Question: Given a one-hot random vector (a vector with one entry taking one and the rest taking zeros) $B\in\{0,1\}^L$ that follows the Categorical distribution with probability $\pi\in\mathbb{R}^L$, what is the formula for its covariance matrix $\text{Cov}[B]$?
Attempt: I started with $\mathbb{E}[B]=\pi$ and $\text{Cov}[B]=\mathbb{E}[BB^\top]-\pi\pi^\top$. Then I got stuck since I don't know how to evaluate $\mathbb{E}[BB^\top]$...
Potentially useful hint: I saw a note that presented the bounds on the multiplication of independent random one-hot vectors but gave no specific formula. I was wondering if my question (which is significantly simpler) has an explicit formula instead of bounds. Thanks.

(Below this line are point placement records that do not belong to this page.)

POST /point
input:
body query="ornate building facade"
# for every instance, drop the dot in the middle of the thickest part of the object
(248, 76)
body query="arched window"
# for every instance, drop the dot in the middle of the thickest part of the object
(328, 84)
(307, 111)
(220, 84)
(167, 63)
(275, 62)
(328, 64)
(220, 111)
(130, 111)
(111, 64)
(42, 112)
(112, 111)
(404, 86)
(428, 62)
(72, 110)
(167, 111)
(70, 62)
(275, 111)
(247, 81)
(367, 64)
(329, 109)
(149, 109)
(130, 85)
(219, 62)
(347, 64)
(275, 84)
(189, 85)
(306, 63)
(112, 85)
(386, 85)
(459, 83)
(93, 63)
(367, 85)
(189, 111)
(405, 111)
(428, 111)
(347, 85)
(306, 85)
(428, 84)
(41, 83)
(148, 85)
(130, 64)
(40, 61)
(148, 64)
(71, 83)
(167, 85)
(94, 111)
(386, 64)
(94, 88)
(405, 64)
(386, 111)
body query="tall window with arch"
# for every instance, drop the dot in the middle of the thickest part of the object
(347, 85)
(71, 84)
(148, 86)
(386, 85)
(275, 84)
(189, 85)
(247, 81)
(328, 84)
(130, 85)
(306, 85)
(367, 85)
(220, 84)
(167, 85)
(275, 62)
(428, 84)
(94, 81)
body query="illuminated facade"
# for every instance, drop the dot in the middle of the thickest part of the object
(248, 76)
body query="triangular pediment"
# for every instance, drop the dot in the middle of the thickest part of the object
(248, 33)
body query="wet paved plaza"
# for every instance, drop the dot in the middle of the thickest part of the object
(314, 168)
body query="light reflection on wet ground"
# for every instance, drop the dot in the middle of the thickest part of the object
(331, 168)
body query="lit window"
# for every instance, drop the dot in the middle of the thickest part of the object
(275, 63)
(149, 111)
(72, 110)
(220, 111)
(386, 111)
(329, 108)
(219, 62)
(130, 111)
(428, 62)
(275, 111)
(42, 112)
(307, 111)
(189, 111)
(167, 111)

I believe the answer should be $\text{Cov}[B]=\text{diag}(\pi)-\pi\pi^\top$. This can be gotten by evaluating $\mathbb{E}[BB^\top]$ element by element. We have $$ \mathbb{E}[BB^\top] =\mathbb{E} \begin{bmatrix} B_1B_1 & \dots & B_1B_L \\ \vdots & & \vdots \\ B_LB_1 & \dots & B_LB_L \end{bmatrix} =\text{diag}(\pi), $$ where the final equality holds true because for $l,l'\in\{1,\dots,L\}$ such that $l\neq l'$, we have $$ \mathbb{E}[B_lB_l']=0, $$ since $B_lB_l'=0$ due to the definition of the one-hot vector, and $$ \mathbb{E}[B_lB_l]=\mathbb{P}[B_lB_l=1]=\pi_l, $$ since $B_lB_l\in\{0,1\}$.